Phases of the experiments
Phase 1 – Identifying difficult vowels and consonants
Students were invited to take a preliminary test. The sounds of pairs of words were played by a computer system. All of these words contained vowels and consonants that would be difficult for Hong Kong students to pronounce. The students were asked to select the answer from a pair of words. The error rates were recorded and analysed. These rates enabled us to identify the vowels and consonants that each individual found to be difficult. Phase 2 – Using the computer systems
Students pronounced the words with which they had problems, as identified by our system. The computer displayed the waveform (as in Figure 2) and their facial expressions on the screen. The waveform and the correct facial movement of a native speaker were also displayed on the screen for comparison. Phase 3 – Evaluating the improvement
After about 10 weeks of training, students were asked to take the listening test again. The error rates were recorded and analysed. The results of this phase were compared with those in phase 1.
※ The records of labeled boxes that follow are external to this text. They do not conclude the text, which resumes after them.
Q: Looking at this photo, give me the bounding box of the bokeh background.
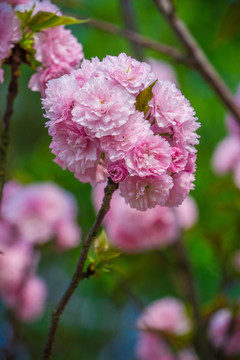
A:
[0,0,240,360]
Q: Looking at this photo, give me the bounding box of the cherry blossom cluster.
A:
[213,86,240,189]
[92,184,198,253]
[43,53,199,211]
[0,0,84,96]
[136,297,198,360]
[0,183,81,322]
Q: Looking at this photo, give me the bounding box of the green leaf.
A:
[94,249,121,268]
[94,230,109,254]
[135,80,157,115]
[27,11,88,32]
[104,264,126,275]
[16,6,34,30]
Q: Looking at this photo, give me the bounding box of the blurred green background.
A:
[0,0,240,360]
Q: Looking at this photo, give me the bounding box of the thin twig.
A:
[42,178,118,360]
[84,18,194,66]
[0,47,23,212]
[120,0,144,60]
[154,0,240,123]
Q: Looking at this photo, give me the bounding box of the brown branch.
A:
[42,178,118,360]
[84,19,194,66]
[0,46,23,211]
[154,0,240,123]
[120,0,144,60]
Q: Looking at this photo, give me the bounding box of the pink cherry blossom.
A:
[137,297,192,335]
[135,332,176,360]
[34,26,83,68]
[43,54,199,211]
[28,63,72,97]
[42,74,77,126]
[93,184,178,253]
[50,120,101,183]
[56,220,81,250]
[98,53,156,94]
[135,332,198,360]
[212,135,240,179]
[72,77,135,138]
[165,171,195,206]
[169,146,187,173]
[125,136,171,177]
[0,237,33,297]
[120,175,173,211]
[209,308,240,356]
[212,86,240,189]
[2,183,80,244]
[175,196,198,229]
[107,163,128,183]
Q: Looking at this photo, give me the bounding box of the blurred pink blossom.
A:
[3,183,80,247]
[137,297,192,335]
[16,0,84,97]
[135,332,173,360]
[208,308,240,356]
[135,331,198,360]
[0,182,81,322]
[135,297,197,360]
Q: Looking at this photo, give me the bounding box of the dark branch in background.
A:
[0,46,23,214]
[85,12,240,123]
[120,0,144,61]
[154,0,240,124]
[42,178,118,360]
[86,19,193,66]
[173,237,220,360]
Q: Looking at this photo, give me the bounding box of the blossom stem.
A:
[42,178,118,360]
[120,0,144,61]
[153,0,240,123]
[0,46,22,211]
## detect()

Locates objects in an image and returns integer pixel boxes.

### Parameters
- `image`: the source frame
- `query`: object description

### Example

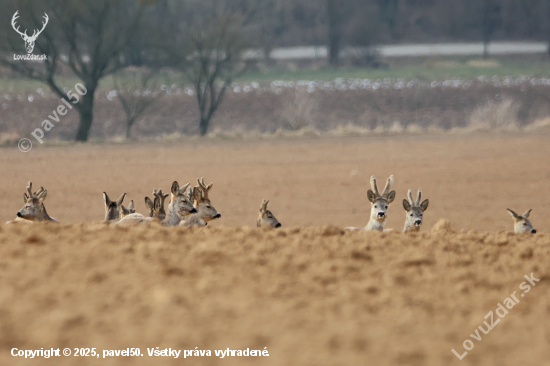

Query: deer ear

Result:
[103,192,111,206]
[171,181,180,196]
[506,208,520,220]
[420,200,430,211]
[193,187,202,202]
[178,183,191,194]
[37,189,48,201]
[116,193,126,206]
[367,189,376,203]
[145,197,155,210]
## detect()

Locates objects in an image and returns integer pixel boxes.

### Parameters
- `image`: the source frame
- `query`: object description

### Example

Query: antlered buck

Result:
[403,189,429,233]
[180,178,222,226]
[11,10,49,53]
[256,200,281,227]
[6,182,57,224]
[507,208,537,234]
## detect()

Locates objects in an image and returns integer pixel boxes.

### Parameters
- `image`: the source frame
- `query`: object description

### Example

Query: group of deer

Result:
[103,178,221,226]
[7,175,537,234]
[6,178,281,227]
[348,175,537,234]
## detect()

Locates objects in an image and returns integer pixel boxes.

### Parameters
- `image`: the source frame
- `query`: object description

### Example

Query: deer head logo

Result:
[11,10,49,53]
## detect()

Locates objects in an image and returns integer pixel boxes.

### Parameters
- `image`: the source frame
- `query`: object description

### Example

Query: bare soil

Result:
[0,133,550,366]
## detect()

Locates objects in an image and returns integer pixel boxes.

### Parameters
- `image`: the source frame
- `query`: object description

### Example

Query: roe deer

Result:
[118,200,136,219]
[180,178,222,226]
[6,182,57,224]
[161,181,197,226]
[365,175,395,231]
[403,189,429,233]
[507,208,537,234]
[257,200,281,227]
[116,188,172,225]
[103,192,126,221]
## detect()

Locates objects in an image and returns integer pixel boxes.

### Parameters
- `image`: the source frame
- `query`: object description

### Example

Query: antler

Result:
[416,188,422,206]
[382,175,393,198]
[29,13,50,39]
[27,182,35,198]
[11,10,28,37]
[370,175,381,198]
[408,189,415,207]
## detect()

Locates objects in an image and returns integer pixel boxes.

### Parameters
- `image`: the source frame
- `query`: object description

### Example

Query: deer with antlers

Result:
[11,10,49,53]
[161,181,197,226]
[506,208,537,234]
[6,182,57,224]
[365,175,395,231]
[403,189,429,233]
[103,192,126,221]
[179,178,222,226]
[256,200,281,227]
[116,188,169,225]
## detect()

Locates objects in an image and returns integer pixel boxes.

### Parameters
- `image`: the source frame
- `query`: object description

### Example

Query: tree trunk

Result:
[75,86,95,142]
[327,0,340,66]
[126,120,134,139]
[199,116,210,136]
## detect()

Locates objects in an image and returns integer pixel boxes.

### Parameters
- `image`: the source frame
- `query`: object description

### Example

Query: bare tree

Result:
[113,70,165,139]
[0,0,154,141]
[377,0,399,38]
[327,0,342,66]
[481,0,500,58]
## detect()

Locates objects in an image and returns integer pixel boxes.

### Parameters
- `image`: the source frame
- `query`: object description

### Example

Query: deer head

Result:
[257,200,281,227]
[103,192,126,221]
[11,10,49,53]
[403,189,429,232]
[17,182,53,221]
[367,175,395,231]
[190,178,222,222]
[506,208,537,234]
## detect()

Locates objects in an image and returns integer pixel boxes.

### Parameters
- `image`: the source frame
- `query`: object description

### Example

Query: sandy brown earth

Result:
[0,133,550,366]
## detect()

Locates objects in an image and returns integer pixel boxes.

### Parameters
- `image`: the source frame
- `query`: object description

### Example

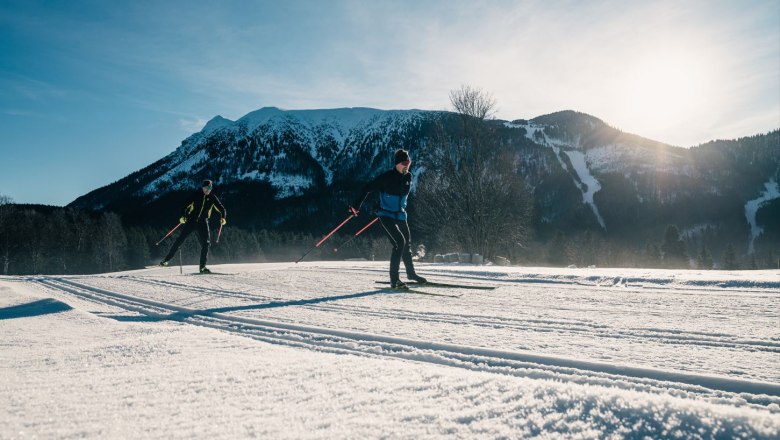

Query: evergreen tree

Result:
[661,225,689,268]
[645,243,661,268]
[722,243,739,270]
[696,243,713,270]
[547,231,569,266]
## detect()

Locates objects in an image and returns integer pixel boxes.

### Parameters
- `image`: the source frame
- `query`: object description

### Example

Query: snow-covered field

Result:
[0,262,780,439]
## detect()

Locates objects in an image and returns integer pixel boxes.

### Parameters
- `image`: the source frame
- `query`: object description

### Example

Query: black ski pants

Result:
[165,220,211,267]
[379,216,417,282]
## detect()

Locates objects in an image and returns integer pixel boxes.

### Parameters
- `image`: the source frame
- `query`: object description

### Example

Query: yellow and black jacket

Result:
[184,190,227,223]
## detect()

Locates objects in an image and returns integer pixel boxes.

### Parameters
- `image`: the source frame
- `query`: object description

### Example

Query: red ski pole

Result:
[217,223,225,243]
[295,214,355,264]
[154,223,184,246]
[333,217,379,252]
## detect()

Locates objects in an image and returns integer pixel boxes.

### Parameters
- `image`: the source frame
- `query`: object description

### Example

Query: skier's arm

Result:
[350,174,385,211]
[211,195,227,218]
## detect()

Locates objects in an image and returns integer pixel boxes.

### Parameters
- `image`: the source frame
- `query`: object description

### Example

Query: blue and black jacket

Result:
[352,168,412,221]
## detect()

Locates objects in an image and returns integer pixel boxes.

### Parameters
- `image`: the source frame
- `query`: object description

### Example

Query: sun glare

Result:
[618,45,714,139]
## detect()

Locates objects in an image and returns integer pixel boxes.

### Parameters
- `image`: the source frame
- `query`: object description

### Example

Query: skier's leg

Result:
[398,220,428,283]
[198,220,211,269]
[379,217,406,283]
[163,223,195,262]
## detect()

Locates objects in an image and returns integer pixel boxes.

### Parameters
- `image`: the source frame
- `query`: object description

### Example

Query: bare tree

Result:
[0,194,13,275]
[417,86,533,257]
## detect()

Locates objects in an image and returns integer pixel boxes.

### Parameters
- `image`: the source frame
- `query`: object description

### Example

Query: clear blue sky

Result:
[0,0,780,205]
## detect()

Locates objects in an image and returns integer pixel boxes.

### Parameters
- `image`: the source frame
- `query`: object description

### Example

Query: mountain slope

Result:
[71,107,780,254]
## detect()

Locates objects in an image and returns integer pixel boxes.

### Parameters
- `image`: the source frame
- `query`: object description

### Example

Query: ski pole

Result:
[154,223,183,246]
[295,214,355,264]
[333,217,379,252]
[217,223,225,243]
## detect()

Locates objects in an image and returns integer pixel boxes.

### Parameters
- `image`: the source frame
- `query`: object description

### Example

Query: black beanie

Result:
[395,148,409,165]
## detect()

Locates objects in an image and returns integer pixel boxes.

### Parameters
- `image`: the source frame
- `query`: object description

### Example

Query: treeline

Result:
[509,225,780,270]
[0,200,780,275]
[0,202,389,275]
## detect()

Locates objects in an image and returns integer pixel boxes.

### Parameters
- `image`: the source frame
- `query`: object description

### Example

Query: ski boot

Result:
[390,280,409,290]
[407,274,428,284]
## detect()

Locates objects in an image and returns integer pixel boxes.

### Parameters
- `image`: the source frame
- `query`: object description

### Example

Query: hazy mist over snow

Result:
[0,261,780,439]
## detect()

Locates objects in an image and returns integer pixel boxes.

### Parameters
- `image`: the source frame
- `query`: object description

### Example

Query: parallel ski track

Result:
[100,277,780,353]
[34,277,780,406]
[318,267,780,296]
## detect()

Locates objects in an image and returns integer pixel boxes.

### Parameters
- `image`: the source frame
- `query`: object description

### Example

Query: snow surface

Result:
[745,179,780,254]
[0,261,780,439]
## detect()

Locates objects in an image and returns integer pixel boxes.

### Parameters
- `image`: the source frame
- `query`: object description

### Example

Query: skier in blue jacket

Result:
[349,149,427,289]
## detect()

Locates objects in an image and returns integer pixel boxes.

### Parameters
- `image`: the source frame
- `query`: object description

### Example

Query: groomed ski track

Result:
[26,267,780,407]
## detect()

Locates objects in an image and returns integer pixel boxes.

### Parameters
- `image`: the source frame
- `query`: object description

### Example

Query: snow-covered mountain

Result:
[71,107,780,253]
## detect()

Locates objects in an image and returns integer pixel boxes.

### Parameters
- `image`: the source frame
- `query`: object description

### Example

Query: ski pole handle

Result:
[333,217,379,252]
[154,223,184,246]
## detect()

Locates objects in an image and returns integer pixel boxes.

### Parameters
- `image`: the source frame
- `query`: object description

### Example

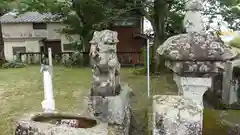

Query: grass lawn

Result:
[0,66,176,135]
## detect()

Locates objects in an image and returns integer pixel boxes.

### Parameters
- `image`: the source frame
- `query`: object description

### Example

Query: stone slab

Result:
[153,95,203,135]
[90,84,132,124]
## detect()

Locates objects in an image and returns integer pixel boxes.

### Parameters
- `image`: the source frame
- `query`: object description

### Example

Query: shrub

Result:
[2,62,26,68]
[229,36,240,48]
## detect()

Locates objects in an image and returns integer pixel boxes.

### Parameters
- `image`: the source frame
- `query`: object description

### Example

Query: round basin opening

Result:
[32,115,97,128]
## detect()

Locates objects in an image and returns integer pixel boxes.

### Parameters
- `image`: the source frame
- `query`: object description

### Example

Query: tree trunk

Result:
[0,18,5,66]
[151,0,168,72]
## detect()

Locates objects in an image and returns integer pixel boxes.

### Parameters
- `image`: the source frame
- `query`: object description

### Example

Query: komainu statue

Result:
[89,30,121,97]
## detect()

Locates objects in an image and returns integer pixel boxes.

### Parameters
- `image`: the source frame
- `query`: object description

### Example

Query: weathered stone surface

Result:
[157,32,235,61]
[89,84,132,124]
[90,30,120,97]
[174,74,212,107]
[15,112,108,135]
[165,61,225,76]
[183,0,205,32]
[153,95,203,135]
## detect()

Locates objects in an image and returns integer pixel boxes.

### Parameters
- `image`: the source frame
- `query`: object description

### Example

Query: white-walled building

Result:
[0,12,80,61]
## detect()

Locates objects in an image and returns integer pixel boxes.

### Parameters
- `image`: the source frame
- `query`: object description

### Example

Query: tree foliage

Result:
[19,0,142,51]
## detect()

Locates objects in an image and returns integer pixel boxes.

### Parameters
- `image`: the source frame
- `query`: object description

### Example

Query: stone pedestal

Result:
[85,84,132,135]
[153,95,203,135]
[173,74,212,107]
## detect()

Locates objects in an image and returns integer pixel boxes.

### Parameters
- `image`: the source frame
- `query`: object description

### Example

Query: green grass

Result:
[0,66,176,135]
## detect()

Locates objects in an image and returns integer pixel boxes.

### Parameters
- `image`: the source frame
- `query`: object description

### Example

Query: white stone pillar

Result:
[153,95,202,135]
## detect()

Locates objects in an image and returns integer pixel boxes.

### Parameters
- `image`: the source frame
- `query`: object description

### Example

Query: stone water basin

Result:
[15,112,108,135]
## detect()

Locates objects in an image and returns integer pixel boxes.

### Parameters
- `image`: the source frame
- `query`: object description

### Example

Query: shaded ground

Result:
[0,66,236,135]
[0,66,175,135]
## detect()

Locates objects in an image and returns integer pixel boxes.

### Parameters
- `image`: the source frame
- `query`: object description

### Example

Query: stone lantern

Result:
[153,0,236,135]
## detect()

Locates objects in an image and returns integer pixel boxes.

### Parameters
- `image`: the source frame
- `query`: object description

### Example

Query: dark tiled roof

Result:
[0,12,60,23]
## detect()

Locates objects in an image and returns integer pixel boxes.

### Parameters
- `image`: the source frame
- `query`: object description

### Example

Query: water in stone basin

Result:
[203,108,240,135]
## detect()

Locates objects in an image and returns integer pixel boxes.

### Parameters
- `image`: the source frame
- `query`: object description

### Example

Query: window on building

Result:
[33,23,47,30]
[12,47,26,55]
[63,43,74,51]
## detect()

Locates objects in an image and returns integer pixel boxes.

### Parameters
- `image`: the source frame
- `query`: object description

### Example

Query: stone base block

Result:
[82,84,132,135]
[153,95,203,135]
[15,112,108,135]
[88,84,132,124]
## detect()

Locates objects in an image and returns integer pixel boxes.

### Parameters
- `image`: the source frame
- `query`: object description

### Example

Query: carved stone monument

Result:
[89,30,131,135]
[15,30,132,135]
[153,0,236,135]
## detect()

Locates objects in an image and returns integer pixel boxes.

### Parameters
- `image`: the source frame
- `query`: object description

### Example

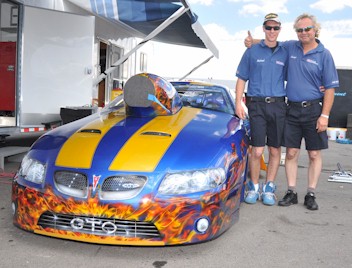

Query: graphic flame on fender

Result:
[13,150,245,245]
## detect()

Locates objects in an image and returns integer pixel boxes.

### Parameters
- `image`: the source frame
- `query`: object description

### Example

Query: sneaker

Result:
[244,180,260,204]
[304,193,319,210]
[262,181,276,206]
[278,190,298,207]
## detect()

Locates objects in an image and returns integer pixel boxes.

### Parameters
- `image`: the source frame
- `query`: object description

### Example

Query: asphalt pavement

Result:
[0,133,352,268]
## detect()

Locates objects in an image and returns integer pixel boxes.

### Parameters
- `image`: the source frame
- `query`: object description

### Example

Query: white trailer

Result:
[0,0,218,139]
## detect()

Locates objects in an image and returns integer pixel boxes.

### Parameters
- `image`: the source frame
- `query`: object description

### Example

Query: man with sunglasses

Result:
[245,14,339,210]
[236,13,287,206]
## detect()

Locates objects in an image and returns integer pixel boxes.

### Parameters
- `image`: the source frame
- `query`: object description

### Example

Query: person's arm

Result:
[316,88,335,132]
[236,78,246,119]
[244,31,260,48]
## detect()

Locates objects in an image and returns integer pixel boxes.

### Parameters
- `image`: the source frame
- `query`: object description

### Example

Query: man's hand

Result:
[244,31,253,48]
[236,102,247,120]
[316,116,329,133]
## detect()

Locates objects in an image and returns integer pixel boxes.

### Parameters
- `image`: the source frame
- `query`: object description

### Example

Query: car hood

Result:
[30,107,243,172]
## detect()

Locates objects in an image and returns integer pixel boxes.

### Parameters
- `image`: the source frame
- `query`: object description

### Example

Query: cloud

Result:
[309,0,352,13]
[228,0,288,16]
[188,0,213,6]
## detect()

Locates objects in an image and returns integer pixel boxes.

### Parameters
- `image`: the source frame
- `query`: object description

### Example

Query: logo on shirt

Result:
[307,59,319,65]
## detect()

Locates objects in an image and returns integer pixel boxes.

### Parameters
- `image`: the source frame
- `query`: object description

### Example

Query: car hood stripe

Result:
[55,112,126,169]
[109,107,201,172]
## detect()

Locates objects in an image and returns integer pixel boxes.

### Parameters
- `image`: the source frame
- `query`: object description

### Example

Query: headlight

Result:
[159,168,225,195]
[19,156,45,184]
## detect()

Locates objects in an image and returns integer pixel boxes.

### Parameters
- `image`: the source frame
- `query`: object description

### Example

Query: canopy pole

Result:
[93,6,189,86]
[178,55,214,81]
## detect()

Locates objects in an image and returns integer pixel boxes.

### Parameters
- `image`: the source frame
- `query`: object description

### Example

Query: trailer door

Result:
[20,6,95,126]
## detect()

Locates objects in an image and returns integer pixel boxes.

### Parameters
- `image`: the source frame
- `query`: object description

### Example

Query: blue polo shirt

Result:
[283,40,339,102]
[236,40,288,97]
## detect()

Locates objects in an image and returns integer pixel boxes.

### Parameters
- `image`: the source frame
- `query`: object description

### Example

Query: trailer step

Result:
[0,146,30,170]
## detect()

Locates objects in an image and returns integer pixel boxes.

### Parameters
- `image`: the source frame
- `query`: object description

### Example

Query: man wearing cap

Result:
[245,13,339,210]
[236,13,287,205]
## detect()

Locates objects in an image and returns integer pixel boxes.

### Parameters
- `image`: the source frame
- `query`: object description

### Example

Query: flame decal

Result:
[12,136,246,245]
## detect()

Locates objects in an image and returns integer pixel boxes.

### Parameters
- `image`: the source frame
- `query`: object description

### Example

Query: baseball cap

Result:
[263,13,281,25]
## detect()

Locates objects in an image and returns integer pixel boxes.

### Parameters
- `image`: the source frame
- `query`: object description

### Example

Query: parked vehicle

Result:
[0,0,216,140]
[12,73,250,246]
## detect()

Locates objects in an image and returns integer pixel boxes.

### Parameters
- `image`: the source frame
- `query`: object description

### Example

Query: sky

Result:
[148,0,352,84]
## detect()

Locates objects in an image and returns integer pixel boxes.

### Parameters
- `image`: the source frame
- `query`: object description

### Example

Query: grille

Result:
[54,171,88,198]
[100,175,147,200]
[38,211,161,238]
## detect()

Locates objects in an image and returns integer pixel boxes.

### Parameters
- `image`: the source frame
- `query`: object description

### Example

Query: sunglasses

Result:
[264,26,280,31]
[264,13,278,19]
[296,26,315,33]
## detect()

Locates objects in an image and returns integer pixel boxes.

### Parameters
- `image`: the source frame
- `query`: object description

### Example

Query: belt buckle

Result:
[301,101,308,108]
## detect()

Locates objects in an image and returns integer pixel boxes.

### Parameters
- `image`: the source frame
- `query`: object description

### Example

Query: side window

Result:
[139,52,147,72]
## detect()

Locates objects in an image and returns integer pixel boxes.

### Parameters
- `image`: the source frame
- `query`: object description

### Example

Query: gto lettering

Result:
[70,218,117,234]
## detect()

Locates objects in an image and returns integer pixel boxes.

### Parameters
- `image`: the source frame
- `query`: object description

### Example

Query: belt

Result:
[288,99,323,108]
[249,97,285,103]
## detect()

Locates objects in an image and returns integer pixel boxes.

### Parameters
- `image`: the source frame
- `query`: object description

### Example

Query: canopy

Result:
[69,0,219,57]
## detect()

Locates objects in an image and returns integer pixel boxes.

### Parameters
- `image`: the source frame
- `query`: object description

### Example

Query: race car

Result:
[12,73,250,246]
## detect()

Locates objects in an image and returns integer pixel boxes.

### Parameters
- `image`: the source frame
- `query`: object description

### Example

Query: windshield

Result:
[172,82,235,114]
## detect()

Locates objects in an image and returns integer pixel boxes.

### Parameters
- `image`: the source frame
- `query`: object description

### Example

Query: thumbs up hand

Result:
[244,31,253,48]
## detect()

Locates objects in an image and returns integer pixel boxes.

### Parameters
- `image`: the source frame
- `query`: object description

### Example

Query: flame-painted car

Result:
[12,73,250,246]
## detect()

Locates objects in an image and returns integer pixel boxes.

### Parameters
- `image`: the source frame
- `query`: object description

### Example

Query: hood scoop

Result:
[141,131,171,137]
[79,128,101,134]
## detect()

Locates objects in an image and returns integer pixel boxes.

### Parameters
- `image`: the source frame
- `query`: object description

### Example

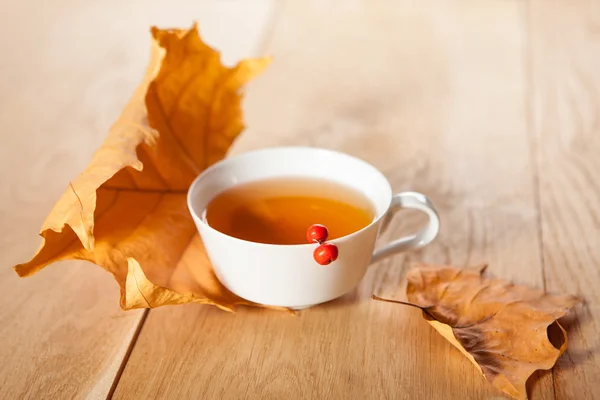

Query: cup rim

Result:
[186,146,394,248]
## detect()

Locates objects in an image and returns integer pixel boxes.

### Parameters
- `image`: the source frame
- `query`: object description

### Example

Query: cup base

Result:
[290,304,316,311]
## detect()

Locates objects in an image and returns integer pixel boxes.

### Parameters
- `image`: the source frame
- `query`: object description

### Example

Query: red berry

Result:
[313,243,338,265]
[306,224,329,243]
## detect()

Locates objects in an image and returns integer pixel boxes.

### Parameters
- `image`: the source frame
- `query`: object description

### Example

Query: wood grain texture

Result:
[528,0,600,399]
[114,0,554,399]
[0,0,271,399]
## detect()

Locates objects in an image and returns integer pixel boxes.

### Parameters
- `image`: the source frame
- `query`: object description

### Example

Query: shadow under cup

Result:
[188,147,392,309]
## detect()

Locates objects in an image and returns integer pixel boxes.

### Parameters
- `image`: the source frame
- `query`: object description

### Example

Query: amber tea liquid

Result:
[203,177,375,244]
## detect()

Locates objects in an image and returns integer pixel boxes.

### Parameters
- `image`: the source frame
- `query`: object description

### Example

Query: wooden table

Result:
[0,0,600,400]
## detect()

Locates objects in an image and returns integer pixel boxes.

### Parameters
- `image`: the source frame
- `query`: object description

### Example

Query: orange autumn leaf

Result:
[15,24,269,309]
[373,264,579,399]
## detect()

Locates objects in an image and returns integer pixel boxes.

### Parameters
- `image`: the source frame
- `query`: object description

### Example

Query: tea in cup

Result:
[188,147,439,309]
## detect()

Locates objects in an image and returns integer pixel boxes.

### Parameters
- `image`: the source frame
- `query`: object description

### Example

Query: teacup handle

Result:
[371,192,440,263]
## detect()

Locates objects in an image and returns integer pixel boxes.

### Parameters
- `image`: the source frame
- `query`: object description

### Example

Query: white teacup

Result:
[187,147,439,309]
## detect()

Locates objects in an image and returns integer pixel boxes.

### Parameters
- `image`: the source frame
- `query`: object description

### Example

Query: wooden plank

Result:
[529,0,600,399]
[115,0,553,399]
[0,0,271,399]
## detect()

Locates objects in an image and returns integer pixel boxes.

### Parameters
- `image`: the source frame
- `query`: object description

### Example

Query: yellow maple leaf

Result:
[15,24,269,310]
[373,264,579,399]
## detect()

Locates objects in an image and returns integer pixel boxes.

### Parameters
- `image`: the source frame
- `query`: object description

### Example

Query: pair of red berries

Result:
[306,224,338,265]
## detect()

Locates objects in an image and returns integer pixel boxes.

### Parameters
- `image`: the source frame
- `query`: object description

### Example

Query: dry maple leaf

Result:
[373,264,579,399]
[15,24,269,309]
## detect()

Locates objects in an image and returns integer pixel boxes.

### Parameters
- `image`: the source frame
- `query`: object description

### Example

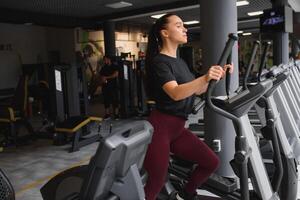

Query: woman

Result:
[144,14,233,200]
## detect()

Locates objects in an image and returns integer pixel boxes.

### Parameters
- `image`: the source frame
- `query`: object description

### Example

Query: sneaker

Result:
[176,190,201,200]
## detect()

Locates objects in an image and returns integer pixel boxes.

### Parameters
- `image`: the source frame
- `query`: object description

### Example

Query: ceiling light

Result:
[236,1,249,6]
[248,11,264,16]
[105,1,132,9]
[24,22,33,26]
[242,33,252,36]
[151,13,166,19]
[183,20,199,25]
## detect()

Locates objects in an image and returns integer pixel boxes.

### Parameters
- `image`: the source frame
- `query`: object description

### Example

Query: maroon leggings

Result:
[144,110,219,200]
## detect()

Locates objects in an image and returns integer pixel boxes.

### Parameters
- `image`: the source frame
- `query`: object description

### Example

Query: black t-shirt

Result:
[151,54,195,119]
[100,64,119,87]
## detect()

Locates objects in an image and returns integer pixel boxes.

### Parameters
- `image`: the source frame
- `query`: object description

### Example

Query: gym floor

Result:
[0,101,300,200]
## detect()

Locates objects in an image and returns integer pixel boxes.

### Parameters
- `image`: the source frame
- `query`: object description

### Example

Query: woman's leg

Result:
[144,111,184,200]
[144,127,170,200]
[171,129,220,194]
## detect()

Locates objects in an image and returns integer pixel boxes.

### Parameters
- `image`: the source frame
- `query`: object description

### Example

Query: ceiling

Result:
[0,0,282,30]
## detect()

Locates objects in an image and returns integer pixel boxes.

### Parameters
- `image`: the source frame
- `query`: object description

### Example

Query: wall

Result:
[0,23,75,89]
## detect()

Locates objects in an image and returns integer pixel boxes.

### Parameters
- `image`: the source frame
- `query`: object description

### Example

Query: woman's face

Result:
[162,15,187,44]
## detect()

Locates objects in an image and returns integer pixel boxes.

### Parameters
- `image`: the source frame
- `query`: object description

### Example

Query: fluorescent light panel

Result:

Results and future research
Fifty-two students participated in this project. In the very beginning, they took a listening test. We played the sound of a word and asked them to identify the word from a pair of words. Their errors were recorded. These tests were recorded and analysed to determine each individual’s weaknesses.
We provided a brief face-to-face lecture to students about pronunciation theories (as discussed in the previous section). We taught them the proper positions of the tongue and lips. Training exercises with our computer system were provided to students according to their individual errors. The system provides constant visual feedback and guidance in these exercises. At the end of this project, the students were asked to take another test. The post-test has similar contents of the pre-test. These tests were developed by members in our research team. Each test consists of 100 pairs of words. These tests were designed according to the vowels and consonants (Huang, 1983) that the students had difficulties in Hong Kong. These words are very common in daily usages. Students above form 4 level in secondary school should have the knowledge of these words.
The results are summarized and presented in Table 1 and Figure 6. Ninety per cent of the students who took the second test were able to achieve improvements of more than 15% in identifying the right words and sounds in the listening tests. Their pronunciation skills also improved, although it was more difficult for us to quantify these improvements. The results provide further evidences that there are strong correlation between listening capacities and pronunciation skills (Abdolmanafi-Rokni, 2013; Shimamume and Smith, 1995).
Summary of scores.

Comparison of scores.
The results are exciting, as the duration of our project was quite short. They prove the feasibility of using speech analysis and visual images to improve the learning process. Although, theoretically, the same result can be obtained with a patient and dedicated language teacher, our approach is more cost effective. It will be worthwhile in the future to carry out more studies involving more students, and involving longer periods. That will enable us to obtain a better understanding of the learning process and fine-tune our system. With proper modifications, our system will also be a useful tool for teaching deaf students to talk.
Footnotes
Declaration of Conflicting Interests
The author(s) declared no potential conflicts of interest with respect to the research, authorship, and/or publication of this article.
Funding
The author(s) disclosed receipt of the following financial support for the research, authorship, and/or publication of this article: This work was supported by the grants of Lingnan University, Hong Kong.